Но причина этого в том, что способность к познанию пропорциональна познаваемому предмету. Так, собственным объектом (познания) для ангелического разума, полностью отделенного от тела, является умопостигаемая субстанция, отделенная от тела. Тогда как собственным объектом для человеческого разума, связанного с телом, является «чтойность», или природа, существующая в телесной материи. А через эти природы видимых вещей он поднимается к некоторому знанию о вещах невидимых. Но такой природе присуще существовать в индивидууме, и она не может не быть частью телесной материи. Например, природе камня присуще быть в индивидуальном камне, природе лошади присуще быть в индивидуальной лошади и т. д. Поэтому природа камня и любой материальной вещи не может быть познана истинно и до конца, если только она не познается как существующая в индивидууме. Но индивидуумы мы воспринимаем через чувства и воображение. Поэтому разум ради актуального понимания собственного объекта должен обязательно обращаться к фантазмам, для того чтобы постичь универсальную природу, существующую в индивидууме. Но если бы собственным объектом нашего разума были отдельные формы или если, как говорят платоники, природы чувственных вещей существовали вне индивидуумов, разум не испытывал бы необходимости обращаться к фантазмам ради понимания.
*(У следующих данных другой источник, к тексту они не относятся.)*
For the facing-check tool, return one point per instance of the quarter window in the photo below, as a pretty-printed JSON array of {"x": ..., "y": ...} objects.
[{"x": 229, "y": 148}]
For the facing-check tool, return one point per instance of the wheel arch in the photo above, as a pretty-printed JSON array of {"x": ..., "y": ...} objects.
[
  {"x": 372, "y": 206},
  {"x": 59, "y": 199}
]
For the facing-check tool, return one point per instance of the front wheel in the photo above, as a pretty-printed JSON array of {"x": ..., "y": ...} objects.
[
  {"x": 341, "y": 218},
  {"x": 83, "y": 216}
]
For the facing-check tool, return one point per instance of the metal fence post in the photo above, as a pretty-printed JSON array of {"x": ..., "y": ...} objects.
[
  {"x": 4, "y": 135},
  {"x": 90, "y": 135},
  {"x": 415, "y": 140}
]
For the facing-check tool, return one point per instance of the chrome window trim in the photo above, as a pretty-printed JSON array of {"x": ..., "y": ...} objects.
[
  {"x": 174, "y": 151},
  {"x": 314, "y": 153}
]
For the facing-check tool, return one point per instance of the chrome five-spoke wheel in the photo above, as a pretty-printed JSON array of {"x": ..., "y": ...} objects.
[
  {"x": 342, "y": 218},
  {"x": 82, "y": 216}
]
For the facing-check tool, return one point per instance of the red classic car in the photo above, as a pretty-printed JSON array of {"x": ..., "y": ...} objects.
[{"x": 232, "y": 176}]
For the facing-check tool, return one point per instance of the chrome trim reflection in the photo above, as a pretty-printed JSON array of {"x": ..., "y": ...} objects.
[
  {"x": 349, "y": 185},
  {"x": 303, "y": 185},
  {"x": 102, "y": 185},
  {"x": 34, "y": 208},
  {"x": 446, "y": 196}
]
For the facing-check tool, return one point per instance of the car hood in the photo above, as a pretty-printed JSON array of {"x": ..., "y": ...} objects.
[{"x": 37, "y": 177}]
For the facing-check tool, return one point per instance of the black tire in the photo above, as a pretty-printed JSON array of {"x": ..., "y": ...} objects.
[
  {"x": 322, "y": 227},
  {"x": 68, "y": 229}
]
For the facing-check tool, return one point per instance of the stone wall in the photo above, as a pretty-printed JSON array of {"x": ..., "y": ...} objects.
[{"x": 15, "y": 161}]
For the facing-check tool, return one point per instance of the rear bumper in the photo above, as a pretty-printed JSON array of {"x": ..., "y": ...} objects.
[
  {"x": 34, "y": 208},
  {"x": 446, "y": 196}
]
Huius autem ratio est, quia potentia cognoscitiua proportionatur cognoscibili. Unde intellectus angelici, qui est totaliter a corpore separatus, obiectum proprium est substantia intelligibilis a corpore separata; et per huiusmodi intelligibilia materialia cognoscit. Intellectus autem humani, qui est coniunctus corpori, proprium obiectum est quidditas siue natura in materia corporali existens; et per huiusmodi naturas uisibilium rerum etiam in inuisibilium rerum aliqualem cognitionem ascendit. De ratione autem huius naturae est, quod in aliquo indiuiduo existat, quod non est absque materia corporali: sicut de ratione naturae lapidis est quod sit in hoc lapide, et de ratione naturae equi quod sit in hoc equo, et sic de aliis. Unde natura lapidis, uel cuiuscumque materialis rei, cognosci non potest complete et uere, nisi secundum quod cognoscitur ut in particulari existens. Particulare autem apprehendimus per sensum et imaginationem. Et ideo necesse est ad hoc quod intellectus actu intelligat suum obiectum proprium, quod conuertat se ad phantasmata, ut speculetur naturam uniuersalem in particulari existentem.

Si autem proprium obiectum intellectus nostri esset forma separata, uel si naturae rerum sensibilium subsisterent non in particularibus, secundum Platonicos, non oportet quod intellectus noster semper intelligendo conuerteret se ad phantasmata (Ibid.).